Exception: java.lang.OutOfMemoryError thrown from the UncaughtExceptionHandler in thread "main"

Where again since we’re retaining the head to the sequence, when we later reduce over it, it can run out of memory. Eduction I guess does solve this kind of scenario, because it won’t realize the sequence pointed too by a.

(def a (map identity (range 1e7)))

(let [a' a]
  (def a nil)
  (reduce + a'))
49999995000000

So, with eduction you’re less worried about accidentally retaining the head I guess.

And for the curious who wonder, but doesn’t a' point to the head and thus retain the whole sequence in memory while it is being reduced? The answer is an optimization Clojure does called locals-clearing. Since a' isn’t used in the let after the reduce, its reference actually gets cleared at the point of reduce (before reduce is ran), which is why the head isn’t retained in that let and why the GC will garbage collect elements from the lazy-sequence as they are being reduced over.

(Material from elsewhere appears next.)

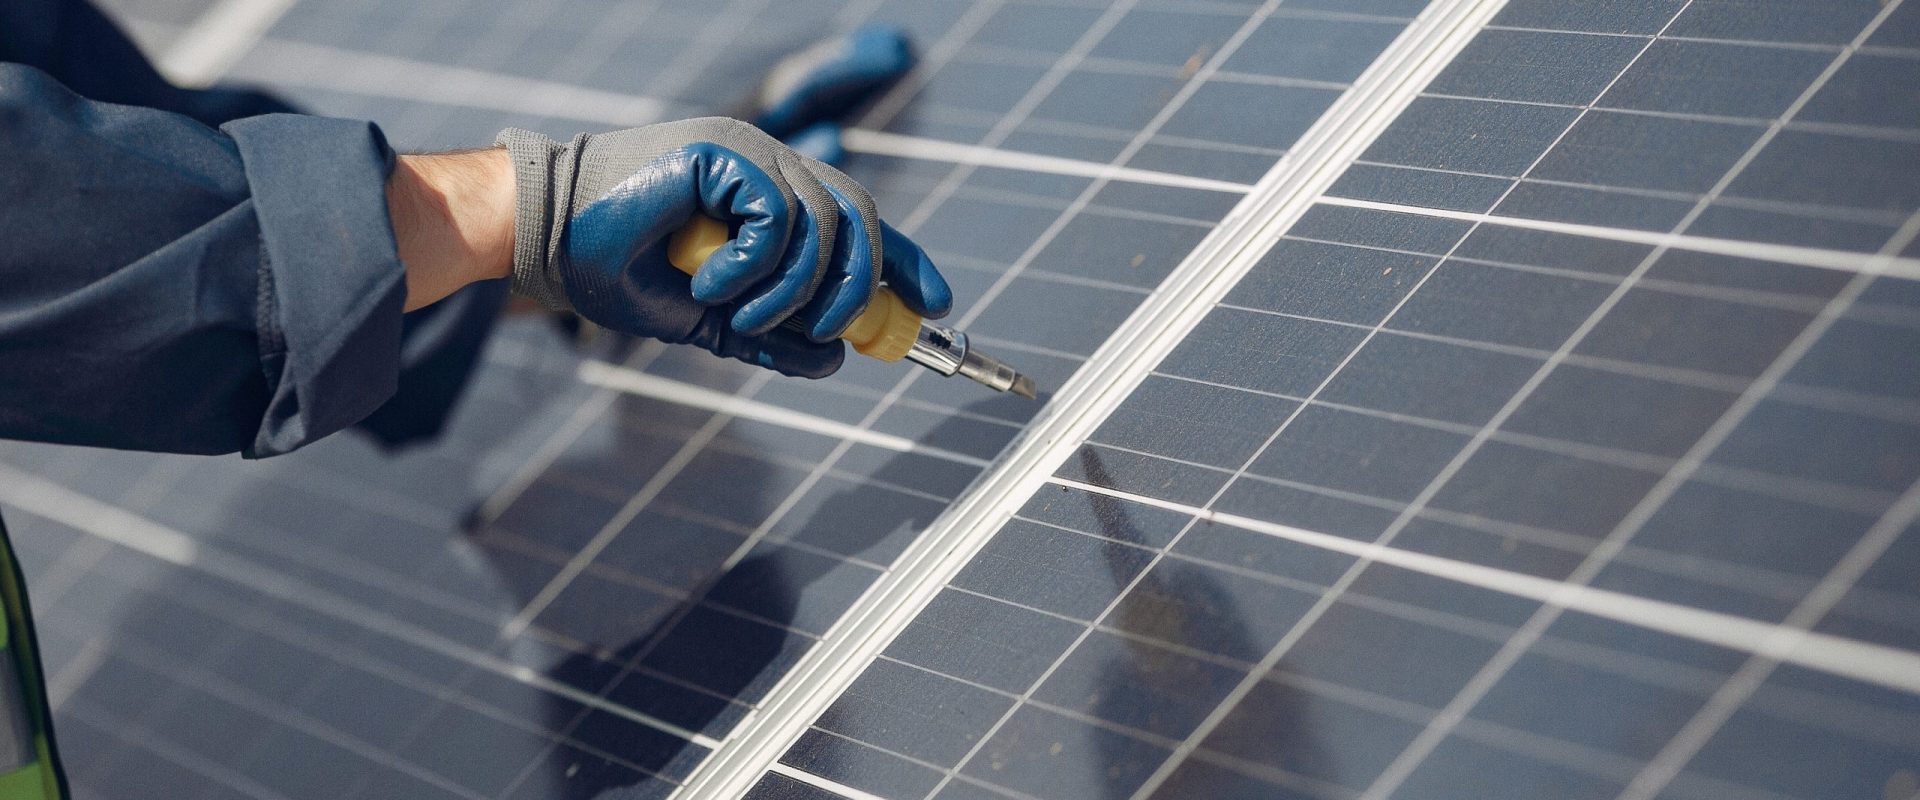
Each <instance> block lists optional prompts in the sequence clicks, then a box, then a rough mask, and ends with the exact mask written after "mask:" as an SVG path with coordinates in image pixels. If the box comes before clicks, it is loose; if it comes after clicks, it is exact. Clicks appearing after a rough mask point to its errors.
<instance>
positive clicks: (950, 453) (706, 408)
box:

Fun fact is that Clojurescript doesn’t have this optimization, and doing the same in Clojurescript will consume a lot of memory, so eduction would be even more helpful in the case of Clojurescript.

3 Likes

Thank you for taking the time to write such a thorough reply. I definitely still have a few gaps in my knowledge of lazy sequences, but now know where to start filling them in.